Una lengua propia que acoja al extranjero que es uno para sí mismo; una lengua de la hospitalidad en la que se devenga anfitrión y huésped al mismo tiempo; una lengua que no pase por encima de uno sino que trace puentes entre sus partes falladas y desde ahí invente maneras de desplegarse —tanto como sea capaz de imaginar—, en ese decir(se) que le es propio, hacia su Deseo.


Aquí propongo una lengua en la que poder reconocerse y, a través de la cual podamos acoger a otros; una pequeña rebelión del lenguaje contra todas las tiranías.




Epílogo 


Creo que, bajo este texto, no hay uno sino muchos textos-cuerpos que le han precedido, hasta llegar, quizás, al primero, a la primera enunciación de mi existencia. Entonces escribir sería reescribir y, vivir, como consecuencia, una reformulación de lo ya-vivido para abrir nuevos caminos y crear otras formas más propias de con-vivencia.






Notas


(1) Il faut, en francés, significa hay que, pero también faltar. Aunque, la falta se dice en su lengua original, le manque.

(2) Nietzsche aborda de forma genial esta cuestión del lenguaje y su (in)adecuación a la realidad en Sobre verdad y mentira en sentido extramoral.

(3) Cuestión planteada por Foucault y desarrollada por Judith Butler en su magnífico trabajo Mecanismos psíquicos del poder.

(4) Poema de la grandísima poeta belga-española Chantal Maillard, de su libro La herida en la lengua.

(5) Ninguna lengua es lengua materna. Crear versos significa traducir. Esta reflexión tan genial como ella de la poeta Marina Tsvietaieva en una carta a Rilke de 1926 me hizo plantearme más a fondo la cuestión de la lengua.
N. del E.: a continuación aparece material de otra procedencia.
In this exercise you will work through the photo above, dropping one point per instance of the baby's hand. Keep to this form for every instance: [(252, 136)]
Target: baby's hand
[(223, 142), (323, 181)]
Pertenece al libro Cartas del verano de 1926.

(6) No podía faltar aquí esta conjunción entre la palabra con que Hölderlin al final de su vida decía tanto sí como no y el autor que más fecundamente ha ahondado en esta cuestión de la imposibilidad del decir a través de su poesía como es Paul Celan. Es parte del poema Tubinga, enero (1961), donde he combinado dos traducciones, ya que ninguna se ajustaba.


Todas las fotos son de autoría propia, realizadas en Normandía en septiembre del 2022.